Shadows of a Former Self

Late autumn brings out the melancholic and introspective in me. Shadows of former selves proliferate as the garden daily retreats in preparation for winter hibernation.

I happened upon this image seared onto my deck--one of many--and was thrust into retrospection. Weeks earlier rustling in the breeze, the leaf is now a mere image, an imprint, an outline. Form outlasts substance; form becomes substance. Not a residual effect of an existence now past, the form now offers itself as primary existence, just as the forms of the garden--its architecture--are increasingly revealed to us as foliage withers and disintegrates.

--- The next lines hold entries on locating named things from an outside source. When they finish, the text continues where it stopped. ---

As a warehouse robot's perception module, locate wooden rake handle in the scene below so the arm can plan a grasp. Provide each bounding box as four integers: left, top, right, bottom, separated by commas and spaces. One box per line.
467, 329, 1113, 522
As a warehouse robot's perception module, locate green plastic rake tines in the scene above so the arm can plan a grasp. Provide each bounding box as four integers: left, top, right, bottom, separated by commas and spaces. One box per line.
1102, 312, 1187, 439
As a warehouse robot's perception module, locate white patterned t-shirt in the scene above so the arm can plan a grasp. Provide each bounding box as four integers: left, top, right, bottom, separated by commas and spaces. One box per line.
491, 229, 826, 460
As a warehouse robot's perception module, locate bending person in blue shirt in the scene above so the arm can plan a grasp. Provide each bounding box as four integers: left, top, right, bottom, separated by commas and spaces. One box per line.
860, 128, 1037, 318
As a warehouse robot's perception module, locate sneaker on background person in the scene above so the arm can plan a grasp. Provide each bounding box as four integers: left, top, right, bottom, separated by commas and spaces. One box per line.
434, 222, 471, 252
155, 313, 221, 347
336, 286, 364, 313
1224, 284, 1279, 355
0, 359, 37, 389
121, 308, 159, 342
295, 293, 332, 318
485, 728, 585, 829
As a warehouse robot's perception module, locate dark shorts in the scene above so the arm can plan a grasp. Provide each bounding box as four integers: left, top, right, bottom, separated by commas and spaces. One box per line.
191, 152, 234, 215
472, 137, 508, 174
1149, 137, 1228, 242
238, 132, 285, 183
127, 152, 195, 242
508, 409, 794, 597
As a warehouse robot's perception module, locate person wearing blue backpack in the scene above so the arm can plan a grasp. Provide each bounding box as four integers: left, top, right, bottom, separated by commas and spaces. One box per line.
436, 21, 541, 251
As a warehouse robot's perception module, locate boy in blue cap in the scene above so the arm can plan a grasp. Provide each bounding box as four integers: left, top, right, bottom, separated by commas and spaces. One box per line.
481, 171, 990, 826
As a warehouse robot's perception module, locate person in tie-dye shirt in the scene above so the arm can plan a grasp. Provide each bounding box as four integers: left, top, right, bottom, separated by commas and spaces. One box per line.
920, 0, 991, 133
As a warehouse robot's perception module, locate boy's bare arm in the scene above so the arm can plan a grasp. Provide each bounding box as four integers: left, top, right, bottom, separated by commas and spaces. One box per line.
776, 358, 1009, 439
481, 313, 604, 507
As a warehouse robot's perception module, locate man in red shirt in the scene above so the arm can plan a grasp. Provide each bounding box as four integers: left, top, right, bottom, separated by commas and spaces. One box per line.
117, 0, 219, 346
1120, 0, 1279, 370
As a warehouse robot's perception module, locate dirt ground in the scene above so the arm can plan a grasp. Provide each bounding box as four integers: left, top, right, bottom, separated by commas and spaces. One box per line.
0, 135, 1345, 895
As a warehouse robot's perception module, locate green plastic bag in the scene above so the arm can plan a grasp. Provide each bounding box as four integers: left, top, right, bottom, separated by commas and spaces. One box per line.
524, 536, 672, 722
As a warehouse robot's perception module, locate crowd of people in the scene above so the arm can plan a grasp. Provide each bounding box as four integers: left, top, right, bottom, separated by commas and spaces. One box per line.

I am propelled backwards in time, and compare, perhaps morbidly so, my image to other (in)famous images of substances being seared into time and reduced to one-dimensionality: photos of lost human beings in Hiroshima and Nagasaki. Moving backwards further still, I think of the photograph itself which also reduces substance to surface matter, though, unlike the outline of the leaf and the image of a shadow of a self burned onto a concrete surface, the photograph still permits a sense of tri-dimensionality by visually evoking, and even capturing, depth and girth.

And so it is with my reading: propelled backwards. I purchased Robin Lane Fox's Thoughtful Gardening, and upon devouring the introduction, I instinctively turned not to the first page, "Winter," but to page 255, "Autumn," the beginning of the fourth and last section of the book. We are enmeshed in autumn, and it seems a sacrilege to acknowledge any other season.

But as we know, this too shall pass, and soon the moribund browns of late autumn will be covered with mounds of snow, which will give way to the animate muddiness that is early spring, and the buds and seemingly miraculous appearances of all things alive and green and gold. And substance will once again supplant form as the dominant sensual experience of the world.